Florida-based CSX Corp. senior executives on Wednesday underscored the continuing growth in the amount of crude oil being shipped by rail and voiced concerns about proposed federal regulations that would drop average train speeds in response to a series of tank car accidents in the past 18 months (see Shale Daily, Aug. 22, 2013).
Executives offered their comments as part of a 2Q2014 conference call. CSX earned $529 million (53 cents/share) in 2Q2014, compared with year/ago earnings of $521 million (51 cents). Record revenues were $3.2 billion, up 7% from 2Q2013.
CSX CEO Michael Ward and Executive Vice President Clarence Gooden talked about the robust crude oil shipping market. Coal shipments are expected to remain higher, too, as natural gas prices hover at about $3.50/Mcf.
“The biggest part of our surge [in business] on our northern network was driven by crude-by-rail and our coal business,” Gooden said. “Our coal business was much higher than expected primarily as a result of [high] gas prices, a colder winter and utility responses.”

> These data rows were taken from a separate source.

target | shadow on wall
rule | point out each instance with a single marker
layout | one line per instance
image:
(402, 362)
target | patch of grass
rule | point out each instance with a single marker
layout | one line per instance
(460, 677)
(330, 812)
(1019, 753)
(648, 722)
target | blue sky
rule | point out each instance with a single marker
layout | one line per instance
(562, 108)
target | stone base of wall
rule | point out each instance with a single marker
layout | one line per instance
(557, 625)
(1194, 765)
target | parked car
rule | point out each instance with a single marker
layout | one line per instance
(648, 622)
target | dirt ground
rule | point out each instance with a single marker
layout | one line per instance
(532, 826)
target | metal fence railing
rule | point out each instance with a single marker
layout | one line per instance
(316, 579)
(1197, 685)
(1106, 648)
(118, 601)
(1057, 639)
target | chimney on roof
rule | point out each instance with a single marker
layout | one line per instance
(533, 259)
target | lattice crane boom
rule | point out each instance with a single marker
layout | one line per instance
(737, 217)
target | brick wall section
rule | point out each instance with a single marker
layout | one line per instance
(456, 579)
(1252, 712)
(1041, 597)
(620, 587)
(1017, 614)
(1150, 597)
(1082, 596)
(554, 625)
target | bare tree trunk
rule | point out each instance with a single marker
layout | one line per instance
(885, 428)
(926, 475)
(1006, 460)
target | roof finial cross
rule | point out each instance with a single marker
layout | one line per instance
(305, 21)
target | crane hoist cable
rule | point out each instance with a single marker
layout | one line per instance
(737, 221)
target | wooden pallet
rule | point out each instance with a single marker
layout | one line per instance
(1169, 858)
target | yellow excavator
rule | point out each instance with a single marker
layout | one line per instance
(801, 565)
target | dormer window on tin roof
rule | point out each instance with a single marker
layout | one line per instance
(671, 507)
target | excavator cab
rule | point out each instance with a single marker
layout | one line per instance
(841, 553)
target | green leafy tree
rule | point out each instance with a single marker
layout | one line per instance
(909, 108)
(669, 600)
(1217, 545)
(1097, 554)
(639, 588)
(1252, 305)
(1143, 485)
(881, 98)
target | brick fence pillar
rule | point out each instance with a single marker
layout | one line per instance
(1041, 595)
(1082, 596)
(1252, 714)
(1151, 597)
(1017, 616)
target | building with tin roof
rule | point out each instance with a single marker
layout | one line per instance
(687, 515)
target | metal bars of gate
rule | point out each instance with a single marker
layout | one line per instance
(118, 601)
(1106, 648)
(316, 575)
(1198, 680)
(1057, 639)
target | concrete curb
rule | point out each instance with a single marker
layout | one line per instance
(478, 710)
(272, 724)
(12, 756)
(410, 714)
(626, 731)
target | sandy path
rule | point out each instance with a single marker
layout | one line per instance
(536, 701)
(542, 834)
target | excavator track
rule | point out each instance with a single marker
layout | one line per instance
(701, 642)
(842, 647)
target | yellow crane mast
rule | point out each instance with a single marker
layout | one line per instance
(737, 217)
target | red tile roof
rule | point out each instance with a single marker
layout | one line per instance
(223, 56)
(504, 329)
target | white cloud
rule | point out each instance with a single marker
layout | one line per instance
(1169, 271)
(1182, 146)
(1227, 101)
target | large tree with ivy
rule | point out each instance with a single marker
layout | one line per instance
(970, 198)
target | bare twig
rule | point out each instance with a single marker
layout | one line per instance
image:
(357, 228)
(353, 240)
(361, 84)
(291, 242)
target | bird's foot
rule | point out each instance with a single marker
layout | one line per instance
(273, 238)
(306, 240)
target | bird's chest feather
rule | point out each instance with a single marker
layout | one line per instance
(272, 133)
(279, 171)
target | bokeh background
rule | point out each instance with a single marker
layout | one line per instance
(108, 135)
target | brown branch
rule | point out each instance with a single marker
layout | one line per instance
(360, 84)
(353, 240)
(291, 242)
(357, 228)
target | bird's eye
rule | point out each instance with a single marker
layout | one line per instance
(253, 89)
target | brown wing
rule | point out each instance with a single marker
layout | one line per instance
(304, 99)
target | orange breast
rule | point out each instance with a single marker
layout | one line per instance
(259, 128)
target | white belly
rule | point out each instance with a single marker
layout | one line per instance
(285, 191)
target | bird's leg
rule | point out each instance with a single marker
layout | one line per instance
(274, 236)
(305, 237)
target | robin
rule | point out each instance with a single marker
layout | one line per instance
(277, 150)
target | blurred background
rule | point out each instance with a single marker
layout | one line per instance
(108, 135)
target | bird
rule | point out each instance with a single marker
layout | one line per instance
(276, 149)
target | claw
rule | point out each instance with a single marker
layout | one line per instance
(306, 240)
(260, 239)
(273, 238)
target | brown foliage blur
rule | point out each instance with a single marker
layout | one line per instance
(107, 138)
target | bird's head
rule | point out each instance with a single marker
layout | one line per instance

Gooden said he sees future crude shipment expansions along the East Coast. “There are expansions there going on as we speak,” he said. “They are predominantly in the Philadelphia and New Jersey areas; we have two customers that are looking at expanding in the Jersey area.”
Every week, CSX is averaging about 2,014 oil tank cars and 20 trains with crude-by-rail, Gooden said. “We could see some slight increases in that going forward, although there are some finite limits for what the Bakken [Shale] can produce and the refiners can process.”
On the question of proposed new federal rail regulations from the Pipeline and Hazardous Materials Safety Administration (PHMSA), Ward said the industry is concerned about a proposed requirement to slow trains to 30 mph. In the longer term, he expects regulators to heed the industry’s warning about that proposed rule.
“While we have not seen the proposals, we have heard that a 30 mph speed limitation is one of the options being considered, and we think that would severely limit our ability to provide freight service to our customers, and also provide passenger and commuter services,” Ward said. “There are all kinds of corollary impacts of this.
“I would hope as we look at this with the federal government that we can show the modeling of how disastrous that could be for fluidity of the entire U.S. rail system as well as the impact on [long-haul] trucking. We think cooler heads will ultimately prevail” among federal regulators.
Other parts of the proposed federal rulemaking due to recent crude rail car derailments have the full support of the CSX executives, such as the proposed crude rail tank car designs (see Shale Daily, May 7).
“We’re quite excited about the potential for the new car design as well as the retrofits to the existing cars, and that is part of the proposed rulemaking [at PHMSA],” said Ward, adding that CSX has “done a number of things” to improve safety. “We think the next big thing to make things better is a stronger car for newbuilds as well as the retrofit to existing cars.”